If our family is part of the Collura family, it is possible that Giovani Cullurafi, born in Librizzi in 1675 is closely related to this Archbishop Ioannes Collura? "Giovani " is the Italian equivalent of the Latin "Ioannes." In the Italian religous tradition, a first name is translated into the Latin version on all legal records. We also found a record of a child born in about 1820 from a Colloraffi father, whose surname was given as Collura. The brothers, Pietro and Biagio - who are the ancestors to all of the Colloraffis who populated Sant' Agata Di Militello after 1800, had three children who married into the Collura family. Biagio was also given the title of respect "Maestro". Wouldn't it be natural to assume that our family originated as part of the Collura family that rules the "land of Saint Peter"? Our family was literate, respected, minor nobility of some sort and even helped to conduct the census. Trafford Cole, who wrote a very respected book on Italian genealogy tells us that there were only one or two landowing families in each area. In the feudal system that existed, not only did few Sicilians have surnames, but even fewer owned land - our family owned land not only in the Librizzi area, but probably in the Militello area.

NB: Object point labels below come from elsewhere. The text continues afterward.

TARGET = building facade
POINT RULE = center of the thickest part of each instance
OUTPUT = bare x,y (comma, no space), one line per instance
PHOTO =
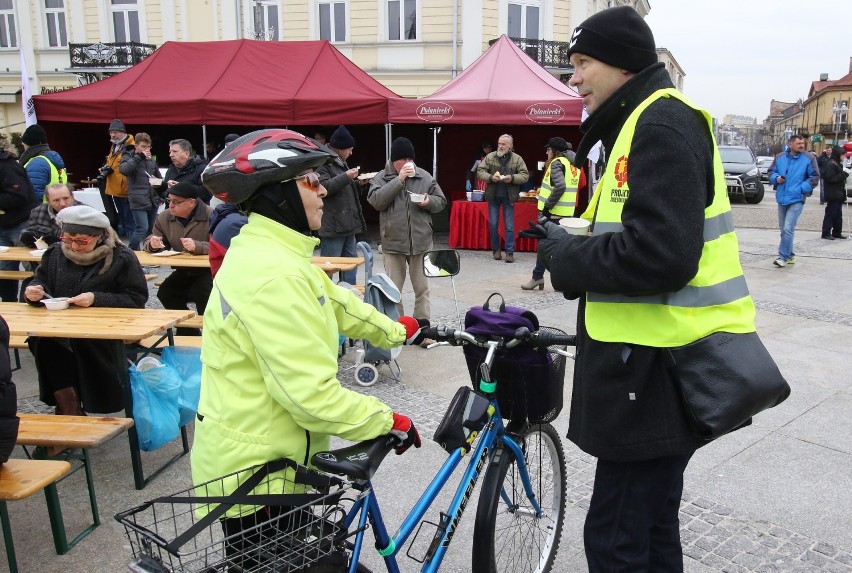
411,46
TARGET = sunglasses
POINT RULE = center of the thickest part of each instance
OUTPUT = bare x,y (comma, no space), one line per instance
82,242
310,179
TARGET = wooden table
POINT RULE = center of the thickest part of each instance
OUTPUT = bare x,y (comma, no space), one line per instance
113,324
20,254
337,264
183,260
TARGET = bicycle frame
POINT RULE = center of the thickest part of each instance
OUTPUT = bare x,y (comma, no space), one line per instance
367,505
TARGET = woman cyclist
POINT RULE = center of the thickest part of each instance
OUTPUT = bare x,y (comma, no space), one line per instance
269,381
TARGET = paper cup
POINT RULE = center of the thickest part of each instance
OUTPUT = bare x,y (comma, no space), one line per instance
575,225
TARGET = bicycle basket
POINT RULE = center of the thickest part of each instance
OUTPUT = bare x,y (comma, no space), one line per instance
276,531
529,381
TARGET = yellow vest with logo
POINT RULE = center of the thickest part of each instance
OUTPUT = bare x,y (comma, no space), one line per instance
565,206
56,175
715,300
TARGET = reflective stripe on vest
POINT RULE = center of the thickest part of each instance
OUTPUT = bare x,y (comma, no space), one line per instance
565,206
716,299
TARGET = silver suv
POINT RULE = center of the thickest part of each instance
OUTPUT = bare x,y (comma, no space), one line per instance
741,173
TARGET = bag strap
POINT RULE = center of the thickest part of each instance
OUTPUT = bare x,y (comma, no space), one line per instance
488,300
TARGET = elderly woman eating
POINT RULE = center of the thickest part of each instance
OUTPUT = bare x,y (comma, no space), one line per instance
91,267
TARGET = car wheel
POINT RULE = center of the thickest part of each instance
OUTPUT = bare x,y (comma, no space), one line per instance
757,197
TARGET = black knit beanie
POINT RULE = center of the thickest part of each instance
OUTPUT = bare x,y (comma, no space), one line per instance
618,37
402,148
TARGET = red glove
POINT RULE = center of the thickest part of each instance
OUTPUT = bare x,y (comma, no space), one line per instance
413,328
403,429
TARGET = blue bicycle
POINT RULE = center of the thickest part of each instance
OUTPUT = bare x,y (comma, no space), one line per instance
520,510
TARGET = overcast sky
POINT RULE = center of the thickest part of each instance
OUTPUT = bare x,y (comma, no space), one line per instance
738,55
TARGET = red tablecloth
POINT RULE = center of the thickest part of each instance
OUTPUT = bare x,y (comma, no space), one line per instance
469,225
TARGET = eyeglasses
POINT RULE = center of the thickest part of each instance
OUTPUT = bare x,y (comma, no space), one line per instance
311,180
82,242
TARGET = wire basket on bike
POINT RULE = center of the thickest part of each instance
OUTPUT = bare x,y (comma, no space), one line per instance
274,531
529,381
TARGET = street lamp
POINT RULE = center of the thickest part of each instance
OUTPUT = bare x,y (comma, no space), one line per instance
838,110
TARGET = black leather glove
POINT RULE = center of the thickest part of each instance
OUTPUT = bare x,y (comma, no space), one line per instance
548,234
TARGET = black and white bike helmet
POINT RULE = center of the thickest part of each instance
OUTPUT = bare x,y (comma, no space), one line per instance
260,158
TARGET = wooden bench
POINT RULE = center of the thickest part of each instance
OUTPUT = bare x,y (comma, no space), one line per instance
20,479
157,341
15,275
58,438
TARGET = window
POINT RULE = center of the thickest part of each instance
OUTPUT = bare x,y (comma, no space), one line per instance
524,20
333,21
125,20
54,12
8,38
266,20
402,19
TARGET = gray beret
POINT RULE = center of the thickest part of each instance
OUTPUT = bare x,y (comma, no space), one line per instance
82,219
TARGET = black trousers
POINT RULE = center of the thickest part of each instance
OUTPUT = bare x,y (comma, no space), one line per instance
832,223
184,286
632,525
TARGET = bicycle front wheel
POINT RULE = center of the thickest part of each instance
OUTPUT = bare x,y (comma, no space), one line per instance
508,536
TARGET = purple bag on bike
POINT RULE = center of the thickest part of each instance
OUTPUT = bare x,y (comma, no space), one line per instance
529,380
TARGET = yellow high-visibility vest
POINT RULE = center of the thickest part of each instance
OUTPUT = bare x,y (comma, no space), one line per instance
716,299
56,175
565,206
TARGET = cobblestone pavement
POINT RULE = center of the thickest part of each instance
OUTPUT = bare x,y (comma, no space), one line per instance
713,534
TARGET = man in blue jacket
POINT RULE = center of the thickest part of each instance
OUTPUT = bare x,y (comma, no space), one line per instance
794,175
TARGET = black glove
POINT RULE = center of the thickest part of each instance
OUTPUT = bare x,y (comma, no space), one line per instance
548,235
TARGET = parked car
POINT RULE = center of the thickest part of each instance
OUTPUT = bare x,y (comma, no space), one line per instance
764,162
742,175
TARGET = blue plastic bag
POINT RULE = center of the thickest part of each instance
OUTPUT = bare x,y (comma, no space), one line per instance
187,361
155,390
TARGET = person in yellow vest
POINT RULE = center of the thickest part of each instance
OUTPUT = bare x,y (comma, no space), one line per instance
557,195
115,183
44,166
659,269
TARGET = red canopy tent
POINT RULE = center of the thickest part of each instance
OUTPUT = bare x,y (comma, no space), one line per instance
235,82
503,86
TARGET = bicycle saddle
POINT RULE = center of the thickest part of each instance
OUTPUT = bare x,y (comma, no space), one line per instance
359,461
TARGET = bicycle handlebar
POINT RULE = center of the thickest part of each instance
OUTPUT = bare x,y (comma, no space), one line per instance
539,339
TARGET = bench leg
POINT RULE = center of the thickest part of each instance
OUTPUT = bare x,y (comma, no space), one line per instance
7,538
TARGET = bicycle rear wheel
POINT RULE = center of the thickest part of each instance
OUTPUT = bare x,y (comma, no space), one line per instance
508,536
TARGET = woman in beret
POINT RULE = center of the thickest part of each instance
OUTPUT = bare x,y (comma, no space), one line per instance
92,267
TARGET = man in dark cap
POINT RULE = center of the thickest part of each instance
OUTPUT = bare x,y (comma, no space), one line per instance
504,171
43,165
342,216
659,269
557,196
405,197
184,226
116,205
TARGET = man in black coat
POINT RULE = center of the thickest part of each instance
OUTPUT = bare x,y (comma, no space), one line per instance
646,241
17,199
186,166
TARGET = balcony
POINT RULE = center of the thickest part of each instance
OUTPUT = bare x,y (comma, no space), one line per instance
831,128
108,57
549,54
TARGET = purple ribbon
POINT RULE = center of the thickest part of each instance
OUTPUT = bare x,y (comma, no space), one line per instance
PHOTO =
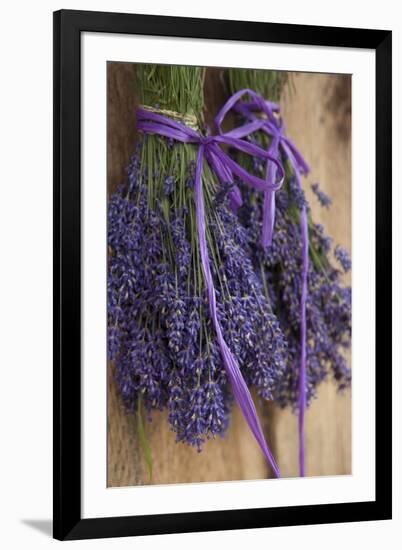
275,128
225,168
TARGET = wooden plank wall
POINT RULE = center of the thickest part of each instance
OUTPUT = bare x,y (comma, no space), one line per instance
317,114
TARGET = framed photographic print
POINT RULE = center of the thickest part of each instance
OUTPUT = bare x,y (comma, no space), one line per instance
212,367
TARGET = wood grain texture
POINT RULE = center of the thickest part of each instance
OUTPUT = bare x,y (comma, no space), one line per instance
317,112
318,123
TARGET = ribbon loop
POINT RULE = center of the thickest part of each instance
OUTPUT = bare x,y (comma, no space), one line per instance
276,129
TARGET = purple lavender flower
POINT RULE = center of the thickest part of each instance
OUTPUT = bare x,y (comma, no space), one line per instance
342,255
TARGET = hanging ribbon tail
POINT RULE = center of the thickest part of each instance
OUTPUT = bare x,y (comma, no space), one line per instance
268,220
235,199
239,386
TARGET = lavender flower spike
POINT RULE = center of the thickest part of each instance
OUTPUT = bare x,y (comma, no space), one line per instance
342,255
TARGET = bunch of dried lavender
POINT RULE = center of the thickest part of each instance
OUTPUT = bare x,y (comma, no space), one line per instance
161,337
328,308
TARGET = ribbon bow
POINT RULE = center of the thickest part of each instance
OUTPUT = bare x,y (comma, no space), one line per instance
274,127
225,168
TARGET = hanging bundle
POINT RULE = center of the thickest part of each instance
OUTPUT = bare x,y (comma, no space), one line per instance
189,323
219,281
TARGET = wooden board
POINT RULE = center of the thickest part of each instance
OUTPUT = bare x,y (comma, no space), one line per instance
317,116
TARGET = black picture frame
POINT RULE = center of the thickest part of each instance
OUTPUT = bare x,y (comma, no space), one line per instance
68,26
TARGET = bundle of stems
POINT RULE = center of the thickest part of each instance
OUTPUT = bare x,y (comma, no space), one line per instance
328,308
160,334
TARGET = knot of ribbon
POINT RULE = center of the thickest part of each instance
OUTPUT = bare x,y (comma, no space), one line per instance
209,149
267,114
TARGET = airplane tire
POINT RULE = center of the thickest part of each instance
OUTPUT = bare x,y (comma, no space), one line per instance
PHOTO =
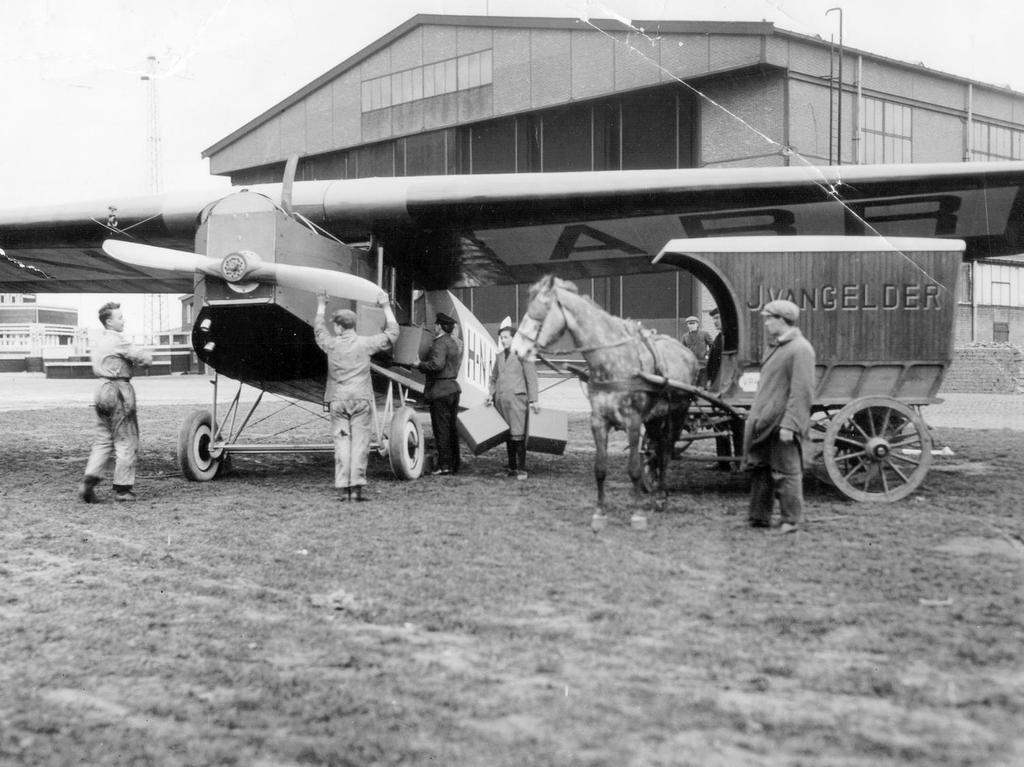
407,448
196,459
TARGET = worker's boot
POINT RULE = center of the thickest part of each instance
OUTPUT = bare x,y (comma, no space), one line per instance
86,492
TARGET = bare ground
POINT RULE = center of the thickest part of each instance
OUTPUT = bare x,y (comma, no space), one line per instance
478,621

closeup of a map from the Vatican Map Room
showing Rofimarini - where Sant' Agata was founded in the mid-1600's.

Another clue, from the history of the area that our family lived, came to me, while in the Vatican Gallery of Maps, in Rome, in the year 2000. I took a photograph of the map of the area where our family had lived. I also bought several copies of 14th to 16th century maps. Sant' Agata di Militello, where my grandparents were from, did not exist.

Instead, we see the Rofi or Rofe Marianna, which is the part of the Tyrrhenian Sea, where Sant' Agata di Militello is now located, was called. We have found this on other maps from the 14th to 16th centuries. I believe that our family was the branch of the Collura Famiglia that lived near Rofe.

A less credible reason to believe this is the "computer generated" genealogy which we purchased in a Naples bookstore that states that the Colloraffi family is a branch of the noble Collura family.

It is also possible that we will never know for sure how our family name came about. Dr. James Nicolas wrote in an e -mail message in March, 2000,

"I don't think that it's a matter of IF; only WHEN. Whether they were Collura's from the Rofe area or Collo's who were Rafti's, whether they did wash over Sicilian shores from Crete or Corfu to escape the Turks swarming over Southeastern Europe, or whether they had lived in Northeastern Sicily centuries before. The overwhelming probability seems to be that they weren't any different than the rest of the populace who underwent the same thing."